KL from base trainer #311

xantheocracy · 2025-12-02T11:07:33Z

No description provided.

xantheocracy

in progress

xantheocracy · 2025-12-02T11:09:06Z

conf/mitigation_strats/strat/kl_from_base_penalty.yaml

@@ -0,0 +1,3 @@
+name: kl_from_base_penalty
+kl_from_base_coef: 0.001


this coefficient is completely arbitrary

I have no intuition on how to set it in a sensible way; I suppose this will require a hyperparameter sweep

If you can add that as a comment just so we know it is arbitrary directly from the code that would be great!

conf/mitigation_strats/strat/kl_from_base_penalty.yaml

src/unexploitable_search/train/mitigation_strats/train.py

xantheocracy · 2025-12-04T16:18:08Z

we previously referred to the instruction-tuned model as base_model throughout the codebase which was a little inaccurate
- as this generally refers to a model with no post-training aiui
now that the codebase also contains reference to the actual base model for computing KL, I figured that would be too confusing so I've changed the code to refer to it_model for what we previously called base_model
the it_model config contains a reference to its base model as base_hf_path

there is a non-trivial chance this has introduced bugs sorryyyyyyy <3 but I think it would have been insanely confusing to keep the old naming convention

xantheocracy

seems reasonable‽

stefan319

Calculation of kl divergence looks good! Have a question about whether it should be used in the loss or for logging.

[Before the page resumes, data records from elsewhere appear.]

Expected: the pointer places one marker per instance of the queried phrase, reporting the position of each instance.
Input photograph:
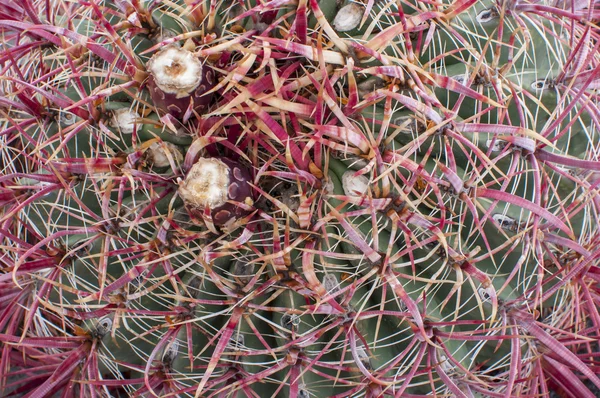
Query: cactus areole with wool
(300, 198)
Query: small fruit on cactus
(179, 81)
(214, 184)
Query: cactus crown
(299, 198)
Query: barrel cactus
(299, 198)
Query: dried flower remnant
(179, 81)
(211, 183)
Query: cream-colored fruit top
(176, 71)
(206, 184)
(348, 17)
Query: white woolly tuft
(206, 184)
(176, 71)
(348, 17)
(355, 185)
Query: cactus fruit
(299, 198)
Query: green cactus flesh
(405, 202)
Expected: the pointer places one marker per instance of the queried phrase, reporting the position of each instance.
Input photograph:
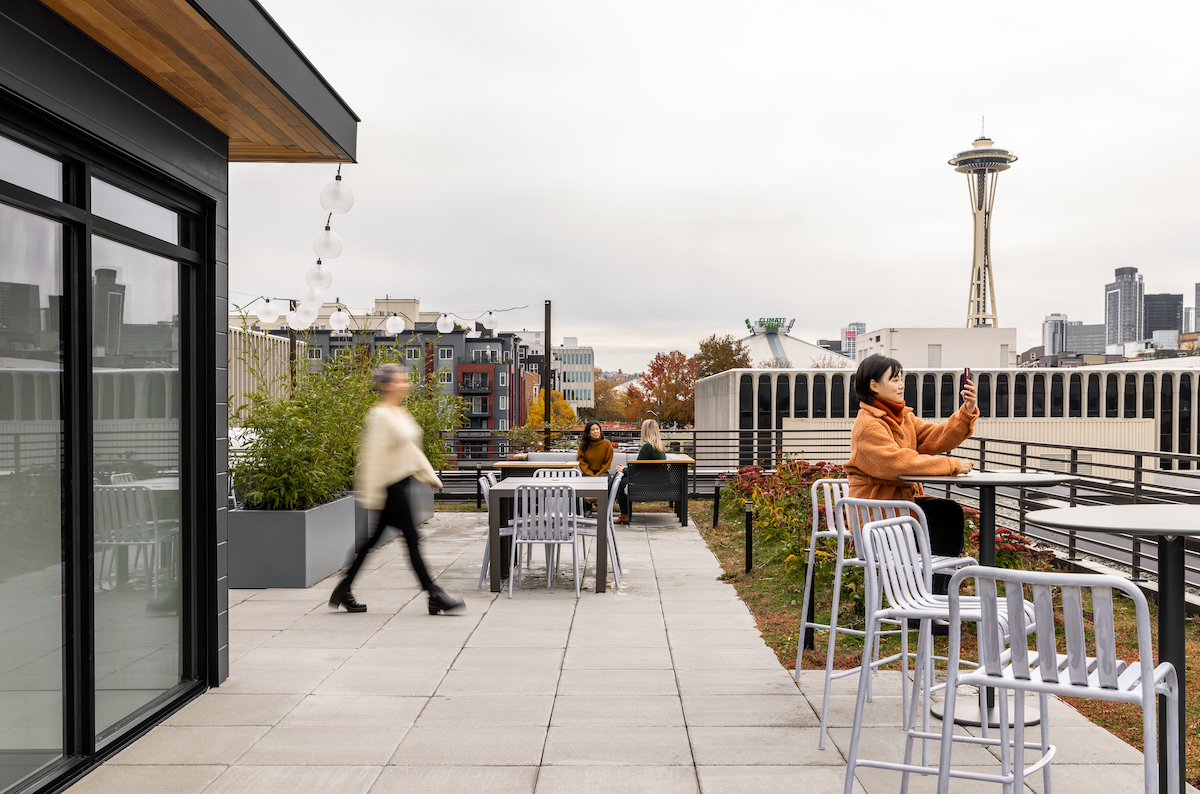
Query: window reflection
(111, 202)
(30, 169)
(30, 491)
(136, 463)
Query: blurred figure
(390, 458)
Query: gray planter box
(289, 548)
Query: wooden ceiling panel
(174, 46)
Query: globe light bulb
(336, 197)
(313, 298)
(319, 276)
(268, 312)
(340, 320)
(327, 245)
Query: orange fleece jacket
(597, 459)
(882, 450)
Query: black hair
(587, 435)
(874, 367)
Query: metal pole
(749, 535)
(550, 370)
(292, 348)
(1135, 575)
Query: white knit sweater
(390, 451)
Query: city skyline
(661, 172)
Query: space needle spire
(982, 163)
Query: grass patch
(774, 588)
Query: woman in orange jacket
(888, 440)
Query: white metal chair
(485, 485)
(899, 575)
(1044, 671)
(547, 515)
(589, 527)
(126, 517)
(844, 518)
(557, 473)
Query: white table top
(1135, 519)
(585, 486)
(993, 477)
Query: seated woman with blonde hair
(652, 450)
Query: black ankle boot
(343, 597)
(442, 601)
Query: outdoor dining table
(526, 468)
(1170, 524)
(501, 500)
(966, 710)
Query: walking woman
(390, 459)
(652, 450)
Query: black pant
(396, 512)
(947, 531)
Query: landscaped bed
(774, 588)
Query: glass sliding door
(137, 509)
(31, 474)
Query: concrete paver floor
(664, 685)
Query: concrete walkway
(661, 686)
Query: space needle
(982, 163)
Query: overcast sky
(665, 169)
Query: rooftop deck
(664, 685)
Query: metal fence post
(1135, 559)
(749, 535)
(1074, 470)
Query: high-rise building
(1164, 312)
(1125, 307)
(850, 338)
(1054, 334)
(982, 163)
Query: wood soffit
(174, 46)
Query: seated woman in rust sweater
(595, 451)
(888, 441)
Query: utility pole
(550, 370)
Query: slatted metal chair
(589, 527)
(899, 573)
(1085, 671)
(546, 515)
(841, 518)
(126, 517)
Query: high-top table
(966, 710)
(499, 506)
(1170, 524)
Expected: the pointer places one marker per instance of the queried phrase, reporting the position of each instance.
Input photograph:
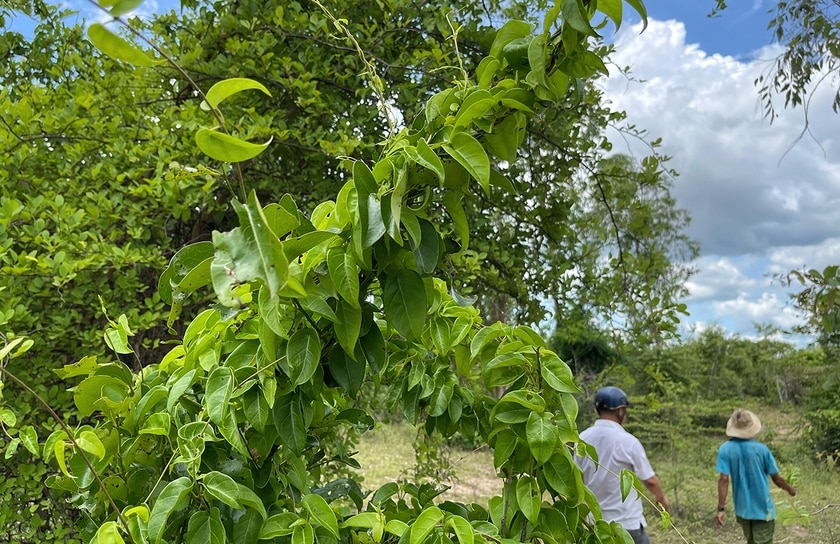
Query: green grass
(686, 468)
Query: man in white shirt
(617, 449)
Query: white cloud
(762, 201)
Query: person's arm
(780, 482)
(652, 485)
(723, 488)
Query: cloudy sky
(762, 200)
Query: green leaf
(174, 496)
(186, 271)
(639, 6)
(303, 534)
(474, 106)
(249, 252)
(117, 48)
(542, 436)
(452, 203)
(218, 391)
(347, 373)
(629, 481)
(21, 343)
(206, 528)
(278, 525)
(557, 374)
(574, 14)
(257, 409)
(344, 274)
(246, 529)
(471, 155)
(228, 87)
(226, 148)
(7, 417)
(463, 529)
(247, 497)
(503, 447)
(510, 31)
(304, 354)
(321, 512)
(404, 300)
(108, 533)
(560, 474)
(528, 498)
(348, 325)
(507, 136)
(222, 487)
(288, 418)
(96, 392)
(427, 254)
(427, 158)
(425, 523)
(121, 7)
(612, 9)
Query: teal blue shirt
(749, 464)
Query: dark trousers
(639, 535)
(757, 531)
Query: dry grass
(686, 471)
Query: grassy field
(686, 469)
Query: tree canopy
(102, 184)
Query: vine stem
(72, 439)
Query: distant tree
(809, 32)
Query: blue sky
(762, 202)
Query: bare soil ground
(686, 471)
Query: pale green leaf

stefan319 · 2025-12-05T16:11:14Z

src/unexploitable_search/train/trainers/kl_from_base_trainer.py

+
+        num_valid = valid_mask.sum().clamp(min=1.0)
+        kl_divergence = kl_per_token.sum() / num_valid
+        loss = loss + self.kl_from_base_coef * kl_divergence


My understanding of this ablation is we wish to decompose kl divergence as D_{KL}(\pi || \pi_{ref}) = -H(\pi) + \text{CrossEntropy}(\pi, \pi_{ref}). Then by calculating entropy and kl divergence we can understand the role of cross entropy in the PRG. I believe this means we only need to track kl divergence not append to the loss?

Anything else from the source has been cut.